Currently, discovering and developing new antibiotics is both costly and time consuming, with many pharmaceutical companies pulling out of antibiotic pipelines due to a lack of reimbursement.

“We’re facing a growing crisis around antibiotic resistance, and this situation is being generated by both an increasing number of pathogens becoming resistant to existing antibiotics, and an anaemic pipeline in the biotech and pharmaceutical industries for new antibiotics,” Collins said.

The team’s model has been specifically designed to look for chemical features that make molecules effective at killing E. coli. The platform was trained on around 2,500 molecules and then tested against the Broad Institute’s Drug Repurposing Hub, which as a library of 6,000 compounds.

The platform discovered a drug which was previously investigated as a possible diabetes drug and which was shown to have a different chemical structure to any existing antibiotics. The drug - which the team named halicin - was then tested against a range of bacterial strains and was found to work against every species they tested it against, with the exception of one difficult-to-treat lung pathogen.

The researchers also used a halicin-containing ointment to test the drug’s effectiveness in living animals. The team used it to treat mice infected with A. baumannii – a bacterium with a strain that is resistant to all known antibiotics. Importantly, the application of halicin was found to completely clear the infection in 24 hours.

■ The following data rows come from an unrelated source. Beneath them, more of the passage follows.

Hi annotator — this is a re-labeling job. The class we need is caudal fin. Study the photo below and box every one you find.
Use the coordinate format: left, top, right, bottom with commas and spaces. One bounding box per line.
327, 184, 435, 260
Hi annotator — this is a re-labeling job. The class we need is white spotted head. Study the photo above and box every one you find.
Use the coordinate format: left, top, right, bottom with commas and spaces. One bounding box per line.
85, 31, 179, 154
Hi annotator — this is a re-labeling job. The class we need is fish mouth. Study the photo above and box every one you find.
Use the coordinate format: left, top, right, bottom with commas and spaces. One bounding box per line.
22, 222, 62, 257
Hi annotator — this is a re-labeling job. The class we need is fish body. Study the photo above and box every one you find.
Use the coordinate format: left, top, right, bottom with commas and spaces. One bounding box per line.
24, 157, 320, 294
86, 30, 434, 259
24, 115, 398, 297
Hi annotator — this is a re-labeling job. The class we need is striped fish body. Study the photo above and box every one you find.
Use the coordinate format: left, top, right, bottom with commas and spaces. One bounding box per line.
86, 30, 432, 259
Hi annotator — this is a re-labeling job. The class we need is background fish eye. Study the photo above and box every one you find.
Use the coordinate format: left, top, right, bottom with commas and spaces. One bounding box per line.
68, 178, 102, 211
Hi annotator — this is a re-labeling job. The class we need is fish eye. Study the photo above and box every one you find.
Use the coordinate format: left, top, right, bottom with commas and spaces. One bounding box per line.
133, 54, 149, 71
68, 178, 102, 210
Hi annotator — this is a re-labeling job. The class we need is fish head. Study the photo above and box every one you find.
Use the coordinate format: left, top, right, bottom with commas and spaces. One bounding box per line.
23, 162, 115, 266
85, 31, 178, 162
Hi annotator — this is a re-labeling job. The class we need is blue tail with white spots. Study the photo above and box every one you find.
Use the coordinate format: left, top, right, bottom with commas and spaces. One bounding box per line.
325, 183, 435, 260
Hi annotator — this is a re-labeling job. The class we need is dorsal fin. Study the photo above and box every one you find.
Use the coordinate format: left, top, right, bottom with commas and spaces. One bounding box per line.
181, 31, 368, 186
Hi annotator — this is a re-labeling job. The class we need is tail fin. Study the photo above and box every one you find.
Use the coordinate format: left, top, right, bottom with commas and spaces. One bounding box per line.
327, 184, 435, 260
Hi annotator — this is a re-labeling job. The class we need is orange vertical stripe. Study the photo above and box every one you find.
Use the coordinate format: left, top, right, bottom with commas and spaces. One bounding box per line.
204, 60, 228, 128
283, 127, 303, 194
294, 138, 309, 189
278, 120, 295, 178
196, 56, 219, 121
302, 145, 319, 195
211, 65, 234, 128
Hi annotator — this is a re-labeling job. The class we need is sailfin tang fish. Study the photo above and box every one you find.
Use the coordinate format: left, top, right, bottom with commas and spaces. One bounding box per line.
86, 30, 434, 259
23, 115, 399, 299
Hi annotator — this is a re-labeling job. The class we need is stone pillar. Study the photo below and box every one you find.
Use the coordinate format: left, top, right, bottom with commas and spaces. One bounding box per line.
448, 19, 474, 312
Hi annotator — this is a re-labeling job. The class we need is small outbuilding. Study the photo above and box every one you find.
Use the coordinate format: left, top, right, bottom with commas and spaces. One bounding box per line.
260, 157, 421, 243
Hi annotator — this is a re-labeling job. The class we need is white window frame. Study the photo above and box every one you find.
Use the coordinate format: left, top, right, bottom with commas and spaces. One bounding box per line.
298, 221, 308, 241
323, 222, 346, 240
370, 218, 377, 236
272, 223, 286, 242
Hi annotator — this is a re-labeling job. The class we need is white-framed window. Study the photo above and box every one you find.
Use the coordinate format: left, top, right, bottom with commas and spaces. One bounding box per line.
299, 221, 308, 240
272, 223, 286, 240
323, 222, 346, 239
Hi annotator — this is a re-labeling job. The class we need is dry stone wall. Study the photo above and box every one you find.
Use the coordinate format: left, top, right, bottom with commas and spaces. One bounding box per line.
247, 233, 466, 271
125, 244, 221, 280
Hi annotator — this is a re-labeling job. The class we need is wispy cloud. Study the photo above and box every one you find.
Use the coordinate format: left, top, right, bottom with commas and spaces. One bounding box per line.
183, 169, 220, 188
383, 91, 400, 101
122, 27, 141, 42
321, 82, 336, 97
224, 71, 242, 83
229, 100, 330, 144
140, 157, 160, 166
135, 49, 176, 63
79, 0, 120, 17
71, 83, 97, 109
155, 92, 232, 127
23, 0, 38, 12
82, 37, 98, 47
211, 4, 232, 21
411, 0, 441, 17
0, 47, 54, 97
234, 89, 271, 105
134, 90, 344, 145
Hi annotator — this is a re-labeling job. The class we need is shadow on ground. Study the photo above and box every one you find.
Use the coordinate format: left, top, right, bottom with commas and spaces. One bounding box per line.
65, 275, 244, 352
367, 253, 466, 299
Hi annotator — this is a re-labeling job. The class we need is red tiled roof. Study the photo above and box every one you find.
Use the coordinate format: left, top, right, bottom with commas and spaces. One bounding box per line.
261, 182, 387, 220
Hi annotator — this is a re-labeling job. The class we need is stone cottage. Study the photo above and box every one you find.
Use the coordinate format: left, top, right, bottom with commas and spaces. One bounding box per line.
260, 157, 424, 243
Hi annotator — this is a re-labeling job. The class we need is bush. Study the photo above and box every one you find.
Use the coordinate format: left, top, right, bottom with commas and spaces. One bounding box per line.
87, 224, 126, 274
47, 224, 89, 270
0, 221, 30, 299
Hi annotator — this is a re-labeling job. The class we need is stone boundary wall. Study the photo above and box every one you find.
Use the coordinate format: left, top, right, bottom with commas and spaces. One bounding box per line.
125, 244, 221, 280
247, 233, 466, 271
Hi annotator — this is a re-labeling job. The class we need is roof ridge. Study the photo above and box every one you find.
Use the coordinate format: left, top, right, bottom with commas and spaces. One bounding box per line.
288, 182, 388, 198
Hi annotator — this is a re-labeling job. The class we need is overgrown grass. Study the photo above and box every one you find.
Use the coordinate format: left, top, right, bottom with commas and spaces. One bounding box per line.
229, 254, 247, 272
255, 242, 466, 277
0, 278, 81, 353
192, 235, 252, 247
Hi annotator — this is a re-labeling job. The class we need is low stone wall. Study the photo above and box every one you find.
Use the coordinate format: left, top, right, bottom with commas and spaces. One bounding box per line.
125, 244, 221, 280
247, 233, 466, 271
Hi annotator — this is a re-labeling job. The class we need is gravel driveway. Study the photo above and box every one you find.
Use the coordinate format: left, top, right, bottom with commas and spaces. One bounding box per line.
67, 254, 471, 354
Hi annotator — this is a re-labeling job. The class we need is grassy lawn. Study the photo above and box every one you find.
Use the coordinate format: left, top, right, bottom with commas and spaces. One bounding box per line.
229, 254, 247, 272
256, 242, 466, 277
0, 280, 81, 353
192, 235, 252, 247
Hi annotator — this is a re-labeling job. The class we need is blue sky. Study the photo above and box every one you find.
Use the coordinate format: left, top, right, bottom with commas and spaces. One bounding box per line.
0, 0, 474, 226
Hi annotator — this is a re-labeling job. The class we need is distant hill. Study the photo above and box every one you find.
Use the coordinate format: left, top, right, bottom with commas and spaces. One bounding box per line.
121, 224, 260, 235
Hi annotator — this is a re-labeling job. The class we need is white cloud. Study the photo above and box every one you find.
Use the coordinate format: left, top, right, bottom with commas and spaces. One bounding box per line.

More so, the researchers found that E.Coli did not develop any resistance to halicin during a 30-day treatment period. In contrast, bacteria against the antibiotic ciprofloxacin developed resistance within one to three days, and after 30 days, were about 200 times more resistant to the drug.

The team believes halicin works by disrupting bacteria’s ability to maintain an electrochemical gradient across their cell membranes. This gradient allows bacteria to produce molecules that cells use to store energy, and when it breaks down, the cells die. The researchers state that this is a method which bacteria may find difficult to develop resistance to.

The researchers plan to use their model to design new antibiotics and to optimise existence molecules.

“This groundbreaking work signifies a paradigm shift in antibiotic discovery and indeed in drug discovery more generally,” says Roy Kishony, a professor of biology and computer science at Technion (the Israel Institute of Technology), who was not involved in the study. “Beyond in silica screens, this approach will allow using deep learning at all stages of antibiotic development, from discovery to improved efficacy and toxicity through drug modifications and medicinal chemistry.”